Os atores cumprem o seu papel previsto no filme, e tentam em seus momentos de tela, representar o pessoal de Salvador da melhor forma que o roteiro permite. (Não os crítico pelos erros cometidos no filme, afinal, eu mesma aceitaria sem pensar duas vezes, em estar em uma produção de um dos maiores streamings do mundo).
A Salvador do filme serve para as personagens como um ilusório mágico, que está ali somente à disposição das protagonistas que não cativam. O filme salienta a todo o instante que representa Salvador, mas mostra incoerências a todo o instante. A trilha verossímil mata a saudade do carnaval, e representa as músicas de Salvador devidamente. Mas, como uma soteropolitana (termo que nem surge no filme) assídua do carnaval de Salvador, me entristece como o filme apenas mostra cenas rápidas do carnaval de rua, e considera que seu papel de representante foi devidamente cumprido.
Afinal, que representatividade é essa, que logo quando as protagonistas chegam a Salvador, já soltam um dos maiores, e superficiais clichês, que todo o baiano é preguiçoso? E mesmo com um ator soteropolitano respondendo a altura o comentário, qual a necessidade de colocar todas as gírias baianas em uma frase, para causar nas personagens uma risada sem graça de não entenderem nossas palavras? Que Carnaval é esse, que somente apresenta os camarotes e o circuito da Barra - Ondina? Que Salvador é essa que possui resorts caríssimos próximos a Barra (obviamente gravado em Praia do Forte) e que as personagens se deslocam com uma maior facilidade, atravessando avenidas paralisadas até chegar aos camarotes? Que Salvador é essa, que quando um personagem fala com todas as palavras, que irá mostrar a real Salvador para as turistas, as levam somente para o Pelourinho?

Não adianta pegar todos os pontos turísticos de Salvador (que são lindos, obviamente), e acreditar que está cumprindo o seu papel.
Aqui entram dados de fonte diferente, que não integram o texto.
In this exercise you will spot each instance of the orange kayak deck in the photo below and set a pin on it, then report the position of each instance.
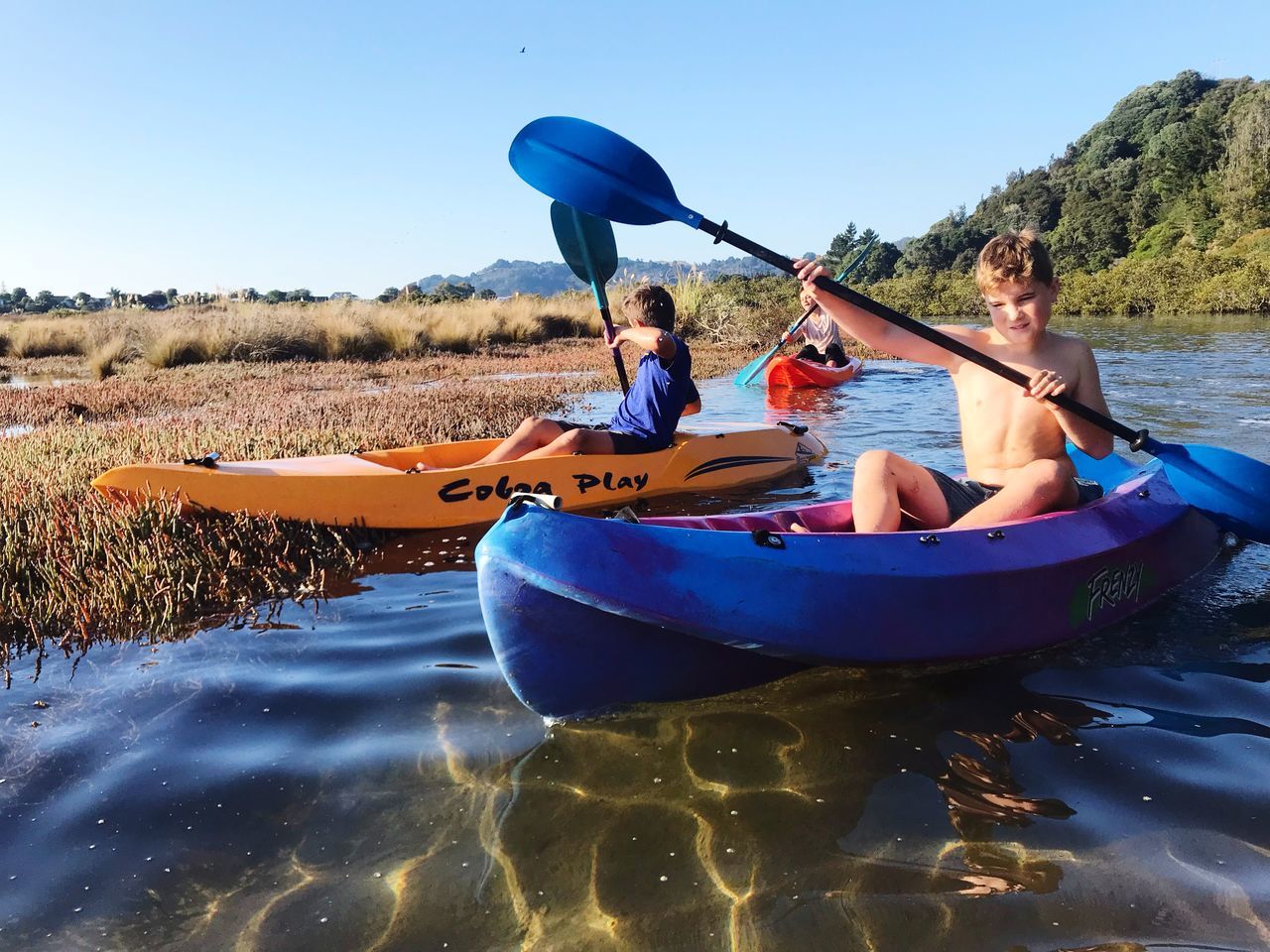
(375, 488)
(790, 372)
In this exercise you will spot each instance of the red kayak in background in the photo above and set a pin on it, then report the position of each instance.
(792, 372)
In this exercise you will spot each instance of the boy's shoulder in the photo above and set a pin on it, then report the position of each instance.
(1070, 343)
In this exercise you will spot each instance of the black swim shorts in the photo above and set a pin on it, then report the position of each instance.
(624, 443)
(962, 495)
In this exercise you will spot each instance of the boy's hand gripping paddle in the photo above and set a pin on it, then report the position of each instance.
(598, 172)
(590, 252)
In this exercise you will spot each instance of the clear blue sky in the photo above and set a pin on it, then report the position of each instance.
(348, 148)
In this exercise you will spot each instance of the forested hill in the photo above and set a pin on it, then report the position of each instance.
(1182, 166)
(1179, 163)
(547, 278)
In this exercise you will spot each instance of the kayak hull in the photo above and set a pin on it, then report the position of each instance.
(792, 372)
(587, 615)
(375, 488)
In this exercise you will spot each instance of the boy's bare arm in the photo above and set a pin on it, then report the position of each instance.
(1086, 435)
(874, 331)
(649, 338)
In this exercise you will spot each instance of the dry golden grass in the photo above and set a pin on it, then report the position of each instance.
(46, 336)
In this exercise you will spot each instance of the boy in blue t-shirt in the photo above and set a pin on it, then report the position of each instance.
(645, 420)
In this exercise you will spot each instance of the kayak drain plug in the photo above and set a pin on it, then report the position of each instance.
(767, 539)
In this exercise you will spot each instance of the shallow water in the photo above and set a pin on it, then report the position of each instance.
(354, 774)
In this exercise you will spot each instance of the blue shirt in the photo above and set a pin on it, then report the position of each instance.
(657, 398)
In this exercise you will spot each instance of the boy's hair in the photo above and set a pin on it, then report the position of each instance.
(1014, 257)
(653, 304)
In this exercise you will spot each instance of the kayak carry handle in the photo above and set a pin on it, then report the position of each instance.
(543, 499)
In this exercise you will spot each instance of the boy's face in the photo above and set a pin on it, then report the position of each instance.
(1021, 309)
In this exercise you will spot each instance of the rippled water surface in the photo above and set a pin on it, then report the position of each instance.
(356, 774)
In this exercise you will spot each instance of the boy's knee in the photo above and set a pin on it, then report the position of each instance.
(570, 442)
(874, 461)
(1048, 477)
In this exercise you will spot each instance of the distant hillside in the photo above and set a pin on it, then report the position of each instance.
(507, 278)
(1178, 163)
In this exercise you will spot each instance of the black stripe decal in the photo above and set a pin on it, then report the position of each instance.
(730, 462)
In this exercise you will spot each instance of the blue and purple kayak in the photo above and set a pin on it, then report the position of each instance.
(587, 615)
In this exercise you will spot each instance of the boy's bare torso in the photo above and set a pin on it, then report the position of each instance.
(1002, 428)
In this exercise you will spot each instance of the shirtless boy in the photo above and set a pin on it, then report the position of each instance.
(1014, 439)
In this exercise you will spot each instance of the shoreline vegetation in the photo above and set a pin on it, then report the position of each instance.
(76, 569)
(259, 381)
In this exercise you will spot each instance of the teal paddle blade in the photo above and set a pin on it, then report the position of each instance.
(752, 370)
(585, 241)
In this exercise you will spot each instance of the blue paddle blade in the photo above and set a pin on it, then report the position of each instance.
(585, 241)
(597, 172)
(1229, 489)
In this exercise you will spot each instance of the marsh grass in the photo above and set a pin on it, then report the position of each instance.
(46, 336)
(105, 358)
(75, 569)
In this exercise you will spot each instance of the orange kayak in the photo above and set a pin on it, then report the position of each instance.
(792, 372)
(384, 489)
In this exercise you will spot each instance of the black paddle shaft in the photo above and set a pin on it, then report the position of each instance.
(721, 232)
(617, 359)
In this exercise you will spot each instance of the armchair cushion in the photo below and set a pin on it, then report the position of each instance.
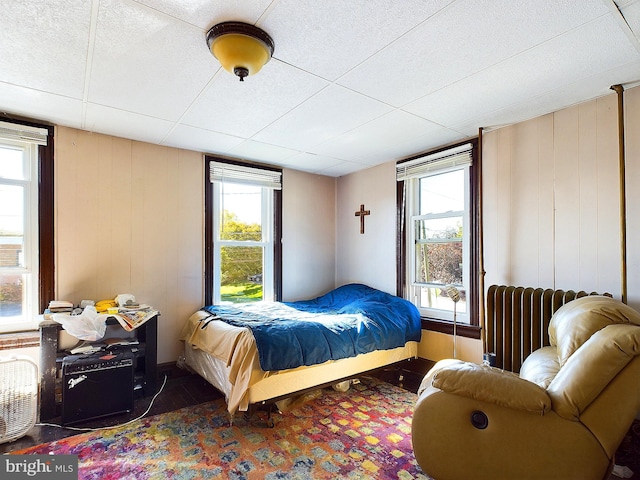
(590, 369)
(541, 366)
(489, 384)
(577, 321)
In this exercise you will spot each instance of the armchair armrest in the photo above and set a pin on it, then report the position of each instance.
(492, 385)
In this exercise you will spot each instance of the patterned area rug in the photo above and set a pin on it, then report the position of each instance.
(359, 434)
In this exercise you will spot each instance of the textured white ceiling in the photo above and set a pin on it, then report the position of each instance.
(353, 83)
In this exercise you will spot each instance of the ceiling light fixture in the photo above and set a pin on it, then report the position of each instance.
(241, 48)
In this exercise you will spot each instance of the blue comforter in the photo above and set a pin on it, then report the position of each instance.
(346, 322)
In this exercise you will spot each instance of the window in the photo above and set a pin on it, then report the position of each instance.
(243, 240)
(26, 163)
(437, 226)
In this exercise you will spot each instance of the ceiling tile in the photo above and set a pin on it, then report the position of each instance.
(244, 108)
(352, 82)
(331, 112)
(123, 124)
(45, 47)
(193, 138)
(139, 50)
(205, 13)
(463, 39)
(330, 38)
(309, 162)
(54, 109)
(252, 150)
(560, 61)
(372, 143)
(566, 95)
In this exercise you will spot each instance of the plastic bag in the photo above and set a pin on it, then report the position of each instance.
(89, 325)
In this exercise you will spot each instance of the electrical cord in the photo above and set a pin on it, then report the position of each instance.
(164, 382)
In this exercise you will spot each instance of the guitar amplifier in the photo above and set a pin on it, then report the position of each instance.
(96, 385)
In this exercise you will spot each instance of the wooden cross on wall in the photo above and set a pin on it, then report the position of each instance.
(361, 213)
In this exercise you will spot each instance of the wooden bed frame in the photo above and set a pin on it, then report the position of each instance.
(279, 385)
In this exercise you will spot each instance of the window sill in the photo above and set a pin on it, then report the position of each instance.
(10, 341)
(462, 330)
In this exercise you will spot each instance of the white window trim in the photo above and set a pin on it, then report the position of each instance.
(267, 242)
(410, 172)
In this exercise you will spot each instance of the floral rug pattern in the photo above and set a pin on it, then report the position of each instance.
(359, 434)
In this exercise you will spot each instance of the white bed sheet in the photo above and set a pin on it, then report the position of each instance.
(272, 385)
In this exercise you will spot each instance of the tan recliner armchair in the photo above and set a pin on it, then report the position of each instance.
(562, 417)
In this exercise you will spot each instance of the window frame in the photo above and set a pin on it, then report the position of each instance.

Pode até conseguir cenas esteticamente belas, que obviamente vão encantar quem nunca visitou a cidade, e relembrar aos locais como nossa cidade é maravilhosa. Porém, nossa cidade não é apenas para os turistas aproveitarem o quanto quiserem, e mesmo assim continuarem usando de nossa cultura e de nosso palavreado de forma cômica e superficial. O filme é a magia da cidade para os turistas, é o ponto de vista de nossa cidade através do olhar de uma produção composta majoritariamente por pessoas que não são de Salvador.
Em resumo, "Carnaval" é um filme para quem não é de Salvador. Quem não conhece a cidade ou apenas visitou, vai poder rir e relaxar um pouco, além de relembrar clássicos cartões postais da cidade. É um filme para descontrair, então não espere personagens bem trabalhados, planos interessantes ou valorização da cidade para os que moram aqui.